Lieberman may seek Israeli sovereignty over settlements
Yisrael Beiteinu recommends no candidate to form gov't, but is working to bridge gap with Kadima.
In their meeting Sunday with President Moshe Katsav, leaders of Yisrael Beiteinu did not make any recommendation regarding the most suitable candidate to form the next government. However, the party wants to be part of the coalition and is already working out formulas to bridge its foreign policy gaps with Kadima.
One of Yisrael Beiteinu's options is to demand that Acting Prime Minister Ehud Olmert impose Israeli sovereignty immediately on the Jewish settlement blocs that are to remain under Israeli control under Olmert's convergence plan, while withdrawing from Palestinian territories.
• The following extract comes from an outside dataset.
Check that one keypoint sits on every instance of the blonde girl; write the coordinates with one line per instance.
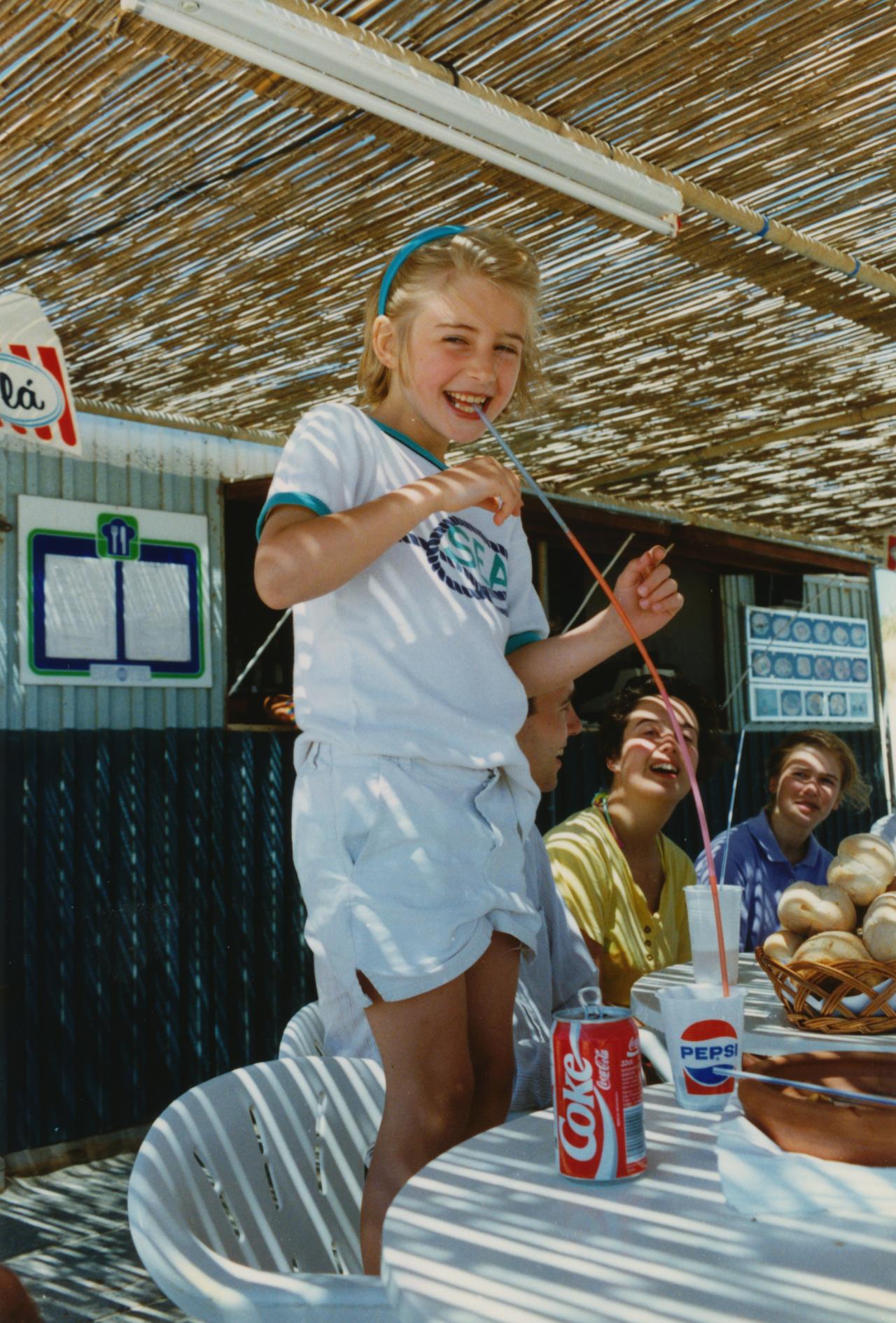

This would allow the party to say that the operation was not a unilateral withdrawal but rather an exchange of territory, which is one of the pillars of Yisrael Beiteinu's platform.
It should be noted that the two parties differ on their definition of settlement blocs, but not so much as to prevent them from sitting together in the coalition.
Yisrael Beiteinu faction chair MK Yuri Stern told Katsav Sunday that at this stage, the coalition plans of both Olmert and Labor Party chair Amir Peretz are too vague for the party to recommend either one.
Stern told Haaretz that Olmert has enough MKs to form a government without Yisrael Beiteinu, but the economic costs are prohibitively steep.
"We have social welfare demands too," Stern said, "but in contrast to the demands of other parties, they are overwhelmingly aimed at helping people to join the labor force."
Behind the scenes, Yisrael Beiteinu is preparing for the possibility that it will remain in the opposition, and perhaps even head it, with support from the National Union. An agreement along these lines was reached even before the election, and in any event party officials believe that the depth of the resentment against Likud chairman Benjamin Netanyahu will guarantee them the NU's support as opposition leader. There is no obligation to give that role to the largest opposition party, which is Likud.